Wednesday, April 25, 2012
With Barca Out of the Way, Jose Mourinho's Moment Arrives
By Ricardo Bernard
Real Madrid hired Jose Mourinho to do two things: Knock FC Barcelona off their perch and deliver the club’s 10th Champions League title. With this weekend’s 2-1 victory over Barcelona, Mourinho took a significant step toward delivering the first part of his mandate, as Madrid now have a seven-point lead in La Liga with four games remaining. For his next trick, Mourinho needs to overturn a 2-1 deficit to Bayern Munich in the second leg of their Champions League semifinals tie Wednesday. If he can do this and make Real Madrid champions of Europe, he will snatch two crowns from Barcelona in one season.
Mourinho's most unlikely achievement at Real Madrid has been convincing the world’s richest club that it is an underdog. Mourinho’s us-against-them philosophy works best with a team of grafters and journeymen (think Esteban Cambiasso) like he had at Inter Milan or talented but underachieving players like he had when he first went to Chelsea (Damien Duff). When he arrived at Madrid, it was the first time he had a team of players who had reached the game’s pinnacle without him (Cristiano Ronaldo). In a little under two seasons, Mourinho has convinced the team that referees are against them and that there is a pro-Barcelona conspiracy in Spain and throughout Europe. The players have bought into Mourinho’s paranoia and the results might soon start to show in Madrid’s trophy cabinet.
Madrid could not have chosen a better foil for Barcelona than Mourinho, because Mourinho seems clinically obsessed with Barcelona’s destruction. No matter where the Portuguese manager goes, he has had a bull's-eye on Barcelona. Mourinho seems to find Barcelona’s holier-than-thou attitude toward football offensive. And it doesn't help that the Camp Nou crowd mocks him and chants "El Traductor" whenever he visits the stadium, a slur that goes back to his days as translator for then Barca manager Bobby Robson.

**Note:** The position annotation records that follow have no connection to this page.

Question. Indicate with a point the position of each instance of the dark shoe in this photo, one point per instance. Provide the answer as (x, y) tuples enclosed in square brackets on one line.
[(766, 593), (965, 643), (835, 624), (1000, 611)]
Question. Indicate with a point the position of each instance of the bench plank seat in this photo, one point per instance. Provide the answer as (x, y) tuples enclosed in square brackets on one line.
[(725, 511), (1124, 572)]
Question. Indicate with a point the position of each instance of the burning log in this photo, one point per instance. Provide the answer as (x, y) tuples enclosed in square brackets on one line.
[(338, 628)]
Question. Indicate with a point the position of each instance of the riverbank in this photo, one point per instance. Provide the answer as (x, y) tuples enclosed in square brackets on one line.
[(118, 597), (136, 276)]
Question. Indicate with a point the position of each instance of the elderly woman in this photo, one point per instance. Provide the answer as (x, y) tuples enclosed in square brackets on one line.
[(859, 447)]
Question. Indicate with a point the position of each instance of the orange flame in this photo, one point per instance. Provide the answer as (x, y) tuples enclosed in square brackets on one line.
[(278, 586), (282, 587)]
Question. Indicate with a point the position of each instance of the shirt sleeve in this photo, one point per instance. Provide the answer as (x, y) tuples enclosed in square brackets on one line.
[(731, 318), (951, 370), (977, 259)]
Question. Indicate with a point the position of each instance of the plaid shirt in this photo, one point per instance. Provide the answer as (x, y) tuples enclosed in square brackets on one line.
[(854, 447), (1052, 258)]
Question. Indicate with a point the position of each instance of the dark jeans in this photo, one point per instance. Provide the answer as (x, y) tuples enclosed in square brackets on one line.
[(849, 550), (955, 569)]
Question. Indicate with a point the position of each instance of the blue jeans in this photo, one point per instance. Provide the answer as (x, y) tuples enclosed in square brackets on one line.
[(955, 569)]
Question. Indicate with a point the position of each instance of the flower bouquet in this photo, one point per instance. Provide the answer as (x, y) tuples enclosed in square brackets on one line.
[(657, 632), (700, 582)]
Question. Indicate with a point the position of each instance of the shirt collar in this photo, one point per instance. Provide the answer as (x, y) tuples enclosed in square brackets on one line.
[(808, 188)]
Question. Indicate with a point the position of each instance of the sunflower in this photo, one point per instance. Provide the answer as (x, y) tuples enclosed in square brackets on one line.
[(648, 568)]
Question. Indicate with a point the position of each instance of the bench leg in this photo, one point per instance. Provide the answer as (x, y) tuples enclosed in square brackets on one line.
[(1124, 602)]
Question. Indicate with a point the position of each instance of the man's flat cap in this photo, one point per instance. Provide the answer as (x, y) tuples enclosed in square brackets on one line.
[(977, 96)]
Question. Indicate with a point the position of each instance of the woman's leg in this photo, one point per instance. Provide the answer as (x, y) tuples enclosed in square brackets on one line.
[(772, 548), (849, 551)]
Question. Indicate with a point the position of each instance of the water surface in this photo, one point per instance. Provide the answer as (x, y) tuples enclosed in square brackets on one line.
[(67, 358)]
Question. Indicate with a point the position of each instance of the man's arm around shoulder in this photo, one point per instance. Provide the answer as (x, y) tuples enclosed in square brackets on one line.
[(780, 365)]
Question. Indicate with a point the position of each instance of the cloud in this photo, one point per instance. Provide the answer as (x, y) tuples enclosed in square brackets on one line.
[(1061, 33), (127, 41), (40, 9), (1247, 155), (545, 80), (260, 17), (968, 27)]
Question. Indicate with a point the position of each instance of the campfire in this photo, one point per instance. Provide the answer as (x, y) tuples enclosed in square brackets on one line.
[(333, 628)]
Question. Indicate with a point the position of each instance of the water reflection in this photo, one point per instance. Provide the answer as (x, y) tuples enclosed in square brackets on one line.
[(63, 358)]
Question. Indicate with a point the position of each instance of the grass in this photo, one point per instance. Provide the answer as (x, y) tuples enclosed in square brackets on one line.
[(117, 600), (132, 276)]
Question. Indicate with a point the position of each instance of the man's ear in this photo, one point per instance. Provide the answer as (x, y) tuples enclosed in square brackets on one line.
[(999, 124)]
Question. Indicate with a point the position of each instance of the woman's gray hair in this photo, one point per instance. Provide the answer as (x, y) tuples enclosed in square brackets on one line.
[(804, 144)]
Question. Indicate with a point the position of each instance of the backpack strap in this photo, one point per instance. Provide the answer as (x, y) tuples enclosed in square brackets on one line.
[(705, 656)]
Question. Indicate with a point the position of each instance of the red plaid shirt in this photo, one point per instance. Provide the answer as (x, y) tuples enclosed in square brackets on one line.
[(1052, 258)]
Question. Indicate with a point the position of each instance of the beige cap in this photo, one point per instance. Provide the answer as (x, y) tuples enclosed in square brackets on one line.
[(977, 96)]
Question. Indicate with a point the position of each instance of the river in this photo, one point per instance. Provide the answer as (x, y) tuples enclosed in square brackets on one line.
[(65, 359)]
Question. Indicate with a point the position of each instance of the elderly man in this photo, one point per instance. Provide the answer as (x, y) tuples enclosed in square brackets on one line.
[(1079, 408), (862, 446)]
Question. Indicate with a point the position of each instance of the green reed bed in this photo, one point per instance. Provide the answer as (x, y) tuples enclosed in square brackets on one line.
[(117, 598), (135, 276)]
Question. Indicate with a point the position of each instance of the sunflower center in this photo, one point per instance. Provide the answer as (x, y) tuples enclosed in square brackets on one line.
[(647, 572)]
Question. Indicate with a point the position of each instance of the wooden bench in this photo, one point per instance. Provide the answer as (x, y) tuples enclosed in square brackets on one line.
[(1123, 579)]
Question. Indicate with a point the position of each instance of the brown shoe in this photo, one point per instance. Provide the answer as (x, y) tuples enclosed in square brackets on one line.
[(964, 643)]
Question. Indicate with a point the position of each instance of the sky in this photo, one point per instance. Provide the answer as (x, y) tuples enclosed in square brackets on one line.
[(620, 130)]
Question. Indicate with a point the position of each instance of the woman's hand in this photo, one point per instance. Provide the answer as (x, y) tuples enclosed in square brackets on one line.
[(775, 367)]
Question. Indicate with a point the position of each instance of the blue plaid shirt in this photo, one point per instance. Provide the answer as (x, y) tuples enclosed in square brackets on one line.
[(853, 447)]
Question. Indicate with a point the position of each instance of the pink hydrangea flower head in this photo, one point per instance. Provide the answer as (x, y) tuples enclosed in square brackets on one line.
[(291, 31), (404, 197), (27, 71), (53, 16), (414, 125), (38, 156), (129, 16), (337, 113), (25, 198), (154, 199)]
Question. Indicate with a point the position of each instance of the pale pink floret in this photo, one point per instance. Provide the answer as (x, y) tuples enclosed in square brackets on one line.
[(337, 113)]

All this has molded Mourinho into a one-man Barcelona wrecking crew. He knows how to play against them and he knows how to wind them up. Whatever is said about Inter Milan’s defeat over Barcelona in the semifinals two years ago, whether you blame it on volcanic ash or dodgy refereeing, Mourinho doesn’t care. Nor does he care that in 11 meetings against Pep Guardiola as Madrid manager, he has only won twice. He knows that last season they won the Copa del Rey and this season are on their way to winning La Liga.
The Mourinho brand is about winning. Nothing else matters. When Mourinho came to Madrid he was, for the first time, under pressure to play a certain way. This is, after all, the club of Di Stefano, Puskas, Raul, and Zidane. For once, he deviated from his trusted formula and in his first match against Barcelona, Mourinho tried to play Barcelona at their own game and play an open match. The result was a 5-0 defeat. Since then, Mourinho has changed Madrid to a counterattacking team. This past weekend, Madrid allowed Barcelona to have more than 70 percent of possessions and still came away as victors. And even though the convenient narrative is that Barcelona plays the most entertaining brand of football, it is Real Madrid who set the all-time record for goals scored in Spain, with 109 this season.
Mourinho was able to overcome the Barcelona hurdle and win over the Madrid crowd because he is a shrewd reductionist who boils the game down to wins and losses. He doesn’t put much stock in the abstract notion of playing beautifully or entertaining the crowd. His behavior is purposely antisocial, his remarks to the media strategically inflammatory. Wednesday against Bayern Munich, Mourinho has Real Madrid on the brink of the Champions League final for the first time in 10 years. If he can overturn the 2-1 result from the first leg, Madrid would be a safe bet to win in the final, no matter the opponent. Mourinho does not care if you love or respect him. Because, let’s face it, affections and allegiances change frequently. The only indisputable truth is what sits in the trophy cabinet, and — more than anything else — people love a winner. And all Mourinho does is win. No matter what.